Hmm
by , 09-25-2011 at 11:36 AM (1383 Views)
Hmm, well I haven't really got much to talk about but I feel like writing here because I haven't really had much time to and I feel a little out of touch.
Time is something I've been thinking about, mainly my own time (as ever, self-absorbed) but also in light of the interesting news that nutrinos may be able to travel faster than light speed and therefore, by definition, back in time.
And if I could travel back in time, what would I do?
I am not sure I would have taken the decision to change to my current job, I think that's one thing I'd have to think about quite seriously. In some respects I do like my job, I like the pure aspect of my job - the research, the policy building, those kind of things, bringing the threads of a project together. But I hate the politics, politics, politics, I hate the constant nagging people to do their bit, the egos and arrogance, the constantly chasing around after people and being ignored and getting nowhere. Being looked down on and treated like a nuisance. Those sides of things.
I hate that I have no time. That's my current problem. This weekend, for the second weekend running, I've brought work home. I shouldn't do it, but I have done. We're under real pressure, my team and I, to deliver a lot in the next 3 weeks. And I am also taking part in an advanced development programme, which I somehow knew I would regret signing up for, which is taking up days out of my week that I can't afford to spend doing something else other than my day job. Sigh. Another one of those decisions I would undo if I could.
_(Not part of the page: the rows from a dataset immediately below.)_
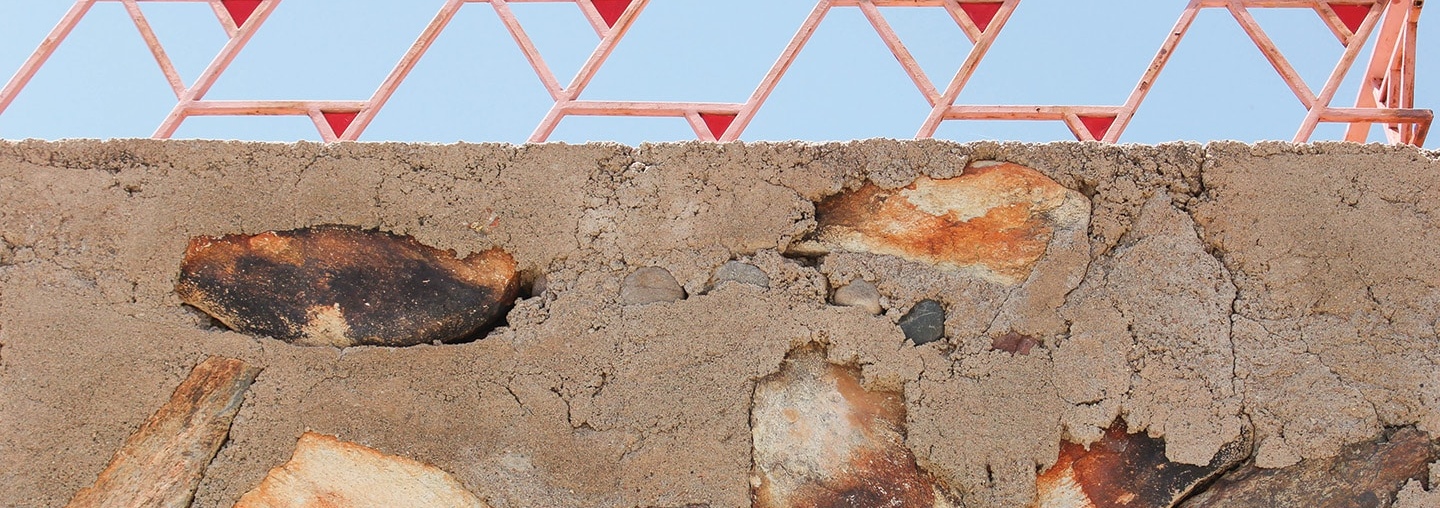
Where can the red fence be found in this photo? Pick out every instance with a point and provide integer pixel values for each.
(1386, 95)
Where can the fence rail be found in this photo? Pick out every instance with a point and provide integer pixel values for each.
(1386, 95)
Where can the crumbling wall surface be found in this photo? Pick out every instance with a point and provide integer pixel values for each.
(1285, 295)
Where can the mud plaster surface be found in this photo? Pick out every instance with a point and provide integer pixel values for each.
(1288, 291)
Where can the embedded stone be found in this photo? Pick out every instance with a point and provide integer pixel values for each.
(735, 271)
(858, 294)
(821, 439)
(1014, 343)
(329, 472)
(164, 461)
(650, 285)
(995, 219)
(1125, 471)
(343, 285)
(925, 323)
(1368, 474)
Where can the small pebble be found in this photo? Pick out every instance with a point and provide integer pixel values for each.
(735, 271)
(858, 294)
(925, 323)
(648, 285)
(1014, 343)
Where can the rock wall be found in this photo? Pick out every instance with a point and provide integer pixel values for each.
(1208, 295)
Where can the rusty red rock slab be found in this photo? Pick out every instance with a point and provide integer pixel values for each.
(329, 472)
(824, 441)
(995, 216)
(342, 285)
(1126, 471)
(1367, 474)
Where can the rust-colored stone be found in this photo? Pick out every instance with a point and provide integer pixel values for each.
(994, 216)
(342, 285)
(1365, 474)
(333, 474)
(824, 441)
(163, 462)
(1126, 471)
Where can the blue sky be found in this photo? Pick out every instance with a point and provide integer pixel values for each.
(474, 84)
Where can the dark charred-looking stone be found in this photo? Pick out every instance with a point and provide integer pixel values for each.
(1361, 475)
(650, 285)
(1014, 343)
(342, 285)
(1126, 471)
(925, 323)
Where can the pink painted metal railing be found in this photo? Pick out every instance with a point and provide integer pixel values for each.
(1386, 97)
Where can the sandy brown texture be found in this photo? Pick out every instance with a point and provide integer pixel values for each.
(342, 285)
(329, 472)
(162, 464)
(1207, 289)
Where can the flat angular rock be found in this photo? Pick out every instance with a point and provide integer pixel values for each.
(163, 462)
(824, 441)
(1368, 474)
(342, 285)
(995, 218)
(329, 472)
(650, 285)
(735, 271)
(1126, 471)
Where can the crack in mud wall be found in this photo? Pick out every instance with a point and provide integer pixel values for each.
(1286, 291)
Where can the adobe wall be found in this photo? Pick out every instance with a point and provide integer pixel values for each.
(1286, 295)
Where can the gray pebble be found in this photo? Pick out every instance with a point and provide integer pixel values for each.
(648, 285)
(858, 294)
(735, 271)
(925, 323)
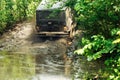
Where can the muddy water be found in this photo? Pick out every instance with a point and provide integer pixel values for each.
(26, 56)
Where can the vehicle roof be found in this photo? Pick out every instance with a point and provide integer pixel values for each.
(44, 5)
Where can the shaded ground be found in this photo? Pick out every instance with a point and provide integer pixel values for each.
(48, 55)
(29, 57)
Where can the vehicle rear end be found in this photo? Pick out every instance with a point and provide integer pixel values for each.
(51, 22)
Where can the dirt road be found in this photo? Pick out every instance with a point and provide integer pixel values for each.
(49, 54)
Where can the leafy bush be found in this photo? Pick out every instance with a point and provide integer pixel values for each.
(12, 11)
(96, 16)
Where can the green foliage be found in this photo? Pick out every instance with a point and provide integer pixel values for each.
(109, 49)
(100, 18)
(12, 11)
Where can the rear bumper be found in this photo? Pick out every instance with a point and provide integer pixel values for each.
(53, 34)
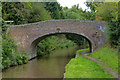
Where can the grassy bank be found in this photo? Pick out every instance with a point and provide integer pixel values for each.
(108, 56)
(81, 67)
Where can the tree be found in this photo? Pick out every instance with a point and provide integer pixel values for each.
(108, 12)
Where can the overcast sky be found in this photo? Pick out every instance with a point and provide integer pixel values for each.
(70, 3)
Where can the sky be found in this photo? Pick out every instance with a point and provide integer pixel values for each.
(70, 3)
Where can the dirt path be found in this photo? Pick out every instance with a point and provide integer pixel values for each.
(115, 74)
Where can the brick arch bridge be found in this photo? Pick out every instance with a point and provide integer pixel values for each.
(27, 36)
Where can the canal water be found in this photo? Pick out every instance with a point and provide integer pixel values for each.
(48, 66)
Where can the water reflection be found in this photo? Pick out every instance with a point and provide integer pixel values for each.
(48, 66)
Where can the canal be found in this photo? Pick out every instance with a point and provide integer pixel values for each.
(48, 66)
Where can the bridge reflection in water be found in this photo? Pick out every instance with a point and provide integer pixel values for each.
(48, 66)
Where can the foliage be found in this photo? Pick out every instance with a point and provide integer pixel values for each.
(17, 12)
(10, 54)
(81, 67)
(81, 50)
(108, 12)
(107, 56)
(77, 13)
(39, 12)
(22, 13)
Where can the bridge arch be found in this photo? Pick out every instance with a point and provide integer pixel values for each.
(28, 35)
(37, 39)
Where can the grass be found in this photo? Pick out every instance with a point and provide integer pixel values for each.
(81, 67)
(81, 50)
(108, 56)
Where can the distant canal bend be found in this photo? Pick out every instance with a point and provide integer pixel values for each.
(48, 66)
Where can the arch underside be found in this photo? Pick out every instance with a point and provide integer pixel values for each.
(34, 43)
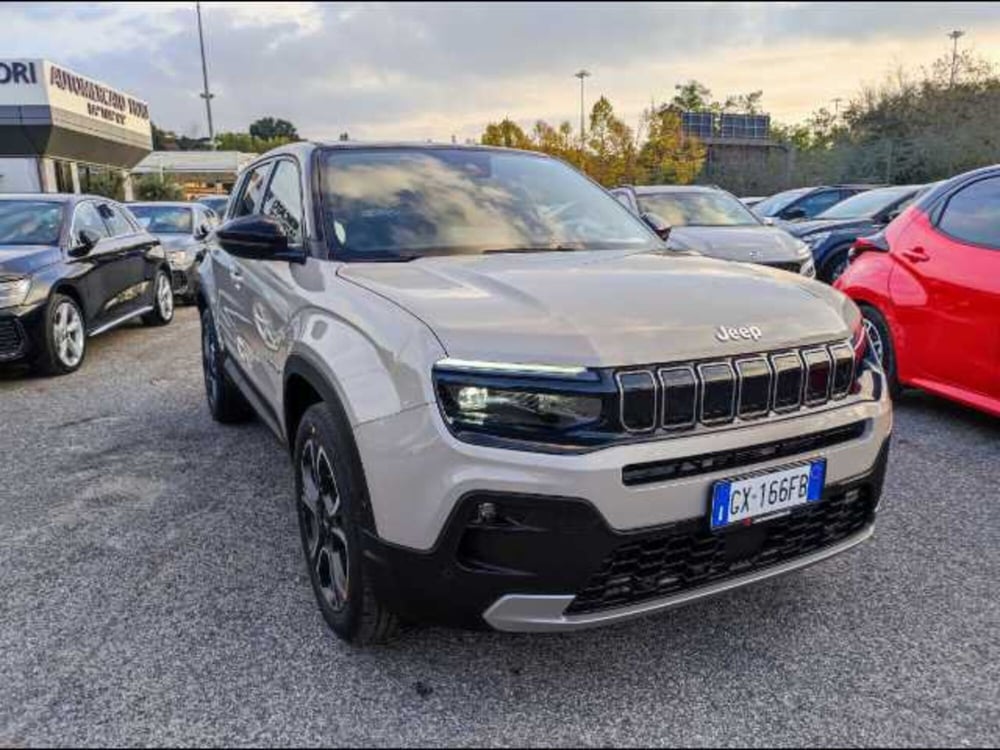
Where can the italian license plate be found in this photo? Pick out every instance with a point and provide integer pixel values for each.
(743, 499)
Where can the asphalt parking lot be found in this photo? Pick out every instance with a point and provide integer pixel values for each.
(154, 592)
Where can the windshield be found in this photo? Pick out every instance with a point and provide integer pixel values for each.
(698, 209)
(867, 204)
(778, 202)
(401, 203)
(30, 222)
(163, 219)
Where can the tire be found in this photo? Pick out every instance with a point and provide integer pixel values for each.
(225, 402)
(881, 340)
(834, 265)
(65, 337)
(329, 502)
(163, 301)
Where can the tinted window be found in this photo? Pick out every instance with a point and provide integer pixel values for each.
(818, 203)
(164, 219)
(283, 201)
(30, 222)
(698, 209)
(404, 202)
(115, 220)
(252, 192)
(86, 217)
(973, 214)
(867, 204)
(771, 206)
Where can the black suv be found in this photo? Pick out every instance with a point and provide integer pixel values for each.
(805, 203)
(73, 266)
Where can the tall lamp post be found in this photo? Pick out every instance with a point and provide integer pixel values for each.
(954, 36)
(581, 74)
(206, 94)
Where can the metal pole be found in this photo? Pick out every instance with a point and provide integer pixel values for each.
(954, 36)
(581, 74)
(206, 95)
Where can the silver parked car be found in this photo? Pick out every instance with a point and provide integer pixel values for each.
(182, 229)
(715, 223)
(509, 405)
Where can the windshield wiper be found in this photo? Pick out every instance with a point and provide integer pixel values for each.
(553, 248)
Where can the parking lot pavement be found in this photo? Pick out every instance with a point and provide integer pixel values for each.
(153, 592)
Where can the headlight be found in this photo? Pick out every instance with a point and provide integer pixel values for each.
(815, 240)
(537, 404)
(14, 292)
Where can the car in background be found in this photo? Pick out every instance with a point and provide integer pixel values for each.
(71, 267)
(217, 203)
(805, 203)
(182, 229)
(929, 288)
(713, 222)
(831, 233)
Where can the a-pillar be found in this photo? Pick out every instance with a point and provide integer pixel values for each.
(47, 175)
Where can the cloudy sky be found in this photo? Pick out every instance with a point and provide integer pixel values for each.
(418, 71)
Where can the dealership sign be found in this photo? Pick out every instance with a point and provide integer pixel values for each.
(27, 83)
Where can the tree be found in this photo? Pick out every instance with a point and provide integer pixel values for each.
(692, 96)
(152, 188)
(270, 129)
(506, 133)
(668, 156)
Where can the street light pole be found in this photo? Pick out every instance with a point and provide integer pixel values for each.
(954, 36)
(581, 74)
(206, 95)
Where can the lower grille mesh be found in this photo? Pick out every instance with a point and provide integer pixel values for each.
(688, 555)
(10, 338)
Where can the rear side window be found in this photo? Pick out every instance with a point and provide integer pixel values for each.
(283, 201)
(252, 192)
(819, 202)
(116, 220)
(87, 217)
(973, 214)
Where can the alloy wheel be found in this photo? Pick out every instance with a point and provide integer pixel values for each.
(164, 297)
(68, 334)
(322, 520)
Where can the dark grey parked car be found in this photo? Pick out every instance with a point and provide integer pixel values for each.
(182, 229)
(715, 223)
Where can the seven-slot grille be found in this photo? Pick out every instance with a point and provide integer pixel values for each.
(11, 340)
(681, 396)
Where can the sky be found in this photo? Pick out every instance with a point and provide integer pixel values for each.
(416, 71)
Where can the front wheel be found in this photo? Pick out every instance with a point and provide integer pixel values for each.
(163, 301)
(329, 486)
(880, 337)
(65, 343)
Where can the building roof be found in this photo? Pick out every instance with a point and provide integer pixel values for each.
(194, 162)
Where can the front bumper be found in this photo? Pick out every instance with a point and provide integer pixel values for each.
(21, 331)
(547, 562)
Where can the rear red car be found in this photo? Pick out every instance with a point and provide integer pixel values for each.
(929, 288)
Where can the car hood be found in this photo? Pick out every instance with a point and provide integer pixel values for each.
(604, 308)
(802, 228)
(24, 260)
(757, 244)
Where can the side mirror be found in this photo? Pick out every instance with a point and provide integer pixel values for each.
(657, 224)
(257, 238)
(88, 238)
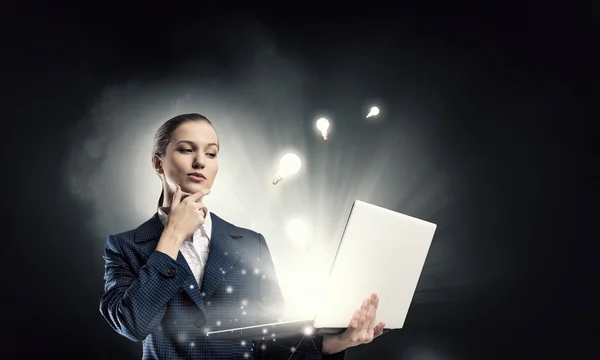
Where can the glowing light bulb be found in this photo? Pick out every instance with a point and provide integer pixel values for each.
(289, 165)
(373, 112)
(323, 126)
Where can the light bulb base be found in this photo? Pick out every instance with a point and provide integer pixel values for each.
(276, 179)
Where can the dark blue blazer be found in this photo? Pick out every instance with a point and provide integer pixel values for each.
(152, 298)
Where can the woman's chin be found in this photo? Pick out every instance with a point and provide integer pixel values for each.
(189, 189)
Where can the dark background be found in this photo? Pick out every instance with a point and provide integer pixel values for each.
(508, 84)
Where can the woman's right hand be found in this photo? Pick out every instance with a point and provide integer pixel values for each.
(187, 215)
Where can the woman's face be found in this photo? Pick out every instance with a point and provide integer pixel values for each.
(190, 159)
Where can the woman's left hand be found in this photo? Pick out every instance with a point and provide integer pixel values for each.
(362, 328)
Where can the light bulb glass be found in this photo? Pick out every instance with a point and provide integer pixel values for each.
(373, 112)
(289, 164)
(323, 124)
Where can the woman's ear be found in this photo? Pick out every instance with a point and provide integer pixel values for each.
(157, 164)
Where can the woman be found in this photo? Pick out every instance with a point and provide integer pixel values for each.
(187, 271)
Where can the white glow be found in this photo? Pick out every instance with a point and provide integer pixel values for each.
(323, 126)
(288, 165)
(297, 230)
(308, 331)
(373, 112)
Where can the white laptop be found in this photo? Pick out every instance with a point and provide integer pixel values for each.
(381, 251)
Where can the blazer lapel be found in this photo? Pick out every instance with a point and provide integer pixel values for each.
(223, 253)
(147, 236)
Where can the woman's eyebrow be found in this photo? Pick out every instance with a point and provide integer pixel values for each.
(191, 143)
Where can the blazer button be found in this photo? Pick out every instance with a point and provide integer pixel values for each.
(200, 320)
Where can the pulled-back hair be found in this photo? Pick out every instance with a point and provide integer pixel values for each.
(165, 133)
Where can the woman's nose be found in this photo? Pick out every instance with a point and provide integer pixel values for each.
(198, 163)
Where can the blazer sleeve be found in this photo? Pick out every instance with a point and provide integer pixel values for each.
(134, 303)
(271, 309)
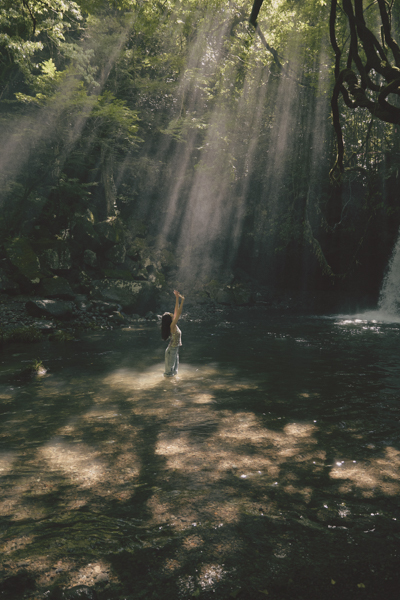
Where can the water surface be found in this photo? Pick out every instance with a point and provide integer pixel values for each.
(270, 466)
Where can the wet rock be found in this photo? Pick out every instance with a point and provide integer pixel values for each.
(59, 309)
(117, 317)
(111, 230)
(7, 285)
(80, 592)
(56, 287)
(116, 254)
(49, 259)
(23, 258)
(90, 258)
(17, 585)
(65, 260)
(83, 230)
(129, 294)
(44, 326)
(82, 303)
(106, 307)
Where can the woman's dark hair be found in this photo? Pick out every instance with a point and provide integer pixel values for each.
(166, 321)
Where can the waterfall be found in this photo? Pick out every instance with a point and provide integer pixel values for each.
(389, 300)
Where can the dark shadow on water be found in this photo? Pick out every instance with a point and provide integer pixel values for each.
(269, 468)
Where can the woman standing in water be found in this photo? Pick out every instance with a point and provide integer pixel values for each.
(170, 329)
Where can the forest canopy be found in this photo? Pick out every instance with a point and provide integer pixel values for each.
(263, 135)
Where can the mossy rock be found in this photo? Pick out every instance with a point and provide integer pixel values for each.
(111, 230)
(118, 274)
(131, 295)
(84, 232)
(24, 259)
(56, 287)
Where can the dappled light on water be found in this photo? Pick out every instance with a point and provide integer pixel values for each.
(104, 462)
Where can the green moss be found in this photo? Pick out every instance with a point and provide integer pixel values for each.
(118, 274)
(61, 336)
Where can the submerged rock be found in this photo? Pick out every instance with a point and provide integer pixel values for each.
(59, 309)
(23, 258)
(56, 287)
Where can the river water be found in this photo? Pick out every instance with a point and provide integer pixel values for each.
(270, 467)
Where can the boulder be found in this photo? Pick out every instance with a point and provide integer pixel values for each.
(84, 232)
(82, 303)
(110, 231)
(56, 287)
(49, 259)
(24, 259)
(90, 258)
(116, 254)
(65, 261)
(106, 307)
(7, 285)
(57, 309)
(133, 296)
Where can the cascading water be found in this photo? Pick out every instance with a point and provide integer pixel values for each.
(389, 300)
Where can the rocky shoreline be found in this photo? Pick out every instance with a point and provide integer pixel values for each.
(82, 313)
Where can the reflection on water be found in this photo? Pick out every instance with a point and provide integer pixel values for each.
(278, 432)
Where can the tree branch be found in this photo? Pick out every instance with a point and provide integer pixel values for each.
(25, 3)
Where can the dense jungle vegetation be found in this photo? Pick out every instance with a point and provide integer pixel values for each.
(264, 135)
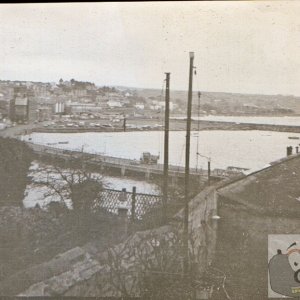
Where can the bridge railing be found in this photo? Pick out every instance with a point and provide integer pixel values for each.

Aside from the ADP I am also spending 2 days a week in London, just to keep my project running. This is time away from the kids and I hate spending so much time away from home. Especially in London. It is a soulless place.
What is it all for? I keep asking myself that. I'm running as fast as I can just to stand still. I'm never likely to progress to the higher echelons of management so probably I might eke my way one more rung up the ladder, but aside from that I'm not going to go much further. I'm not sure I even want to and I'm not really bold enough to push that next step, that's my problem really. Partly because I don't really believe in it, not even as a means to an end. So here I am spending time away from what is important to me, doing something that is not important to me, that makes me unhappy, that makes me question myself, that is, slowly, running me into the ground. But I so hate letting people down, somehow I can't say no. I'm so feeble.
And I'm not sure I have the energy to keep it all up. Actually I've noticed a real drop in my energy levels over this year. A sign I'm getting old, I guess. I'm also worried I'm becoming a bit lazy![]()
So I could use a real kick up the jacksie. I don't like it when I feel defeated and right now I'm feeling a bit defeated by it all. Work, mainly. But also things that are going on outside work: the state of the country, things politicians are saying. Most people I know are a bit depressed right now and we're not even really into winter. Goodness knows how bad things will get when it starts going dark. Is this going to be a winter of discontent? I don't know, but I think so already.
Goodness, that all sounds a bit grim. It isn't really so grim. I think I feel a little out of control, or rather than so much is outside of my control that I feel a bit helpless. I don't like that feeling (I'm a bit of a control freak).
One thing at a time (maybe) and perhaps it will improve. I think I need some exercise too. That'd do me the power of good.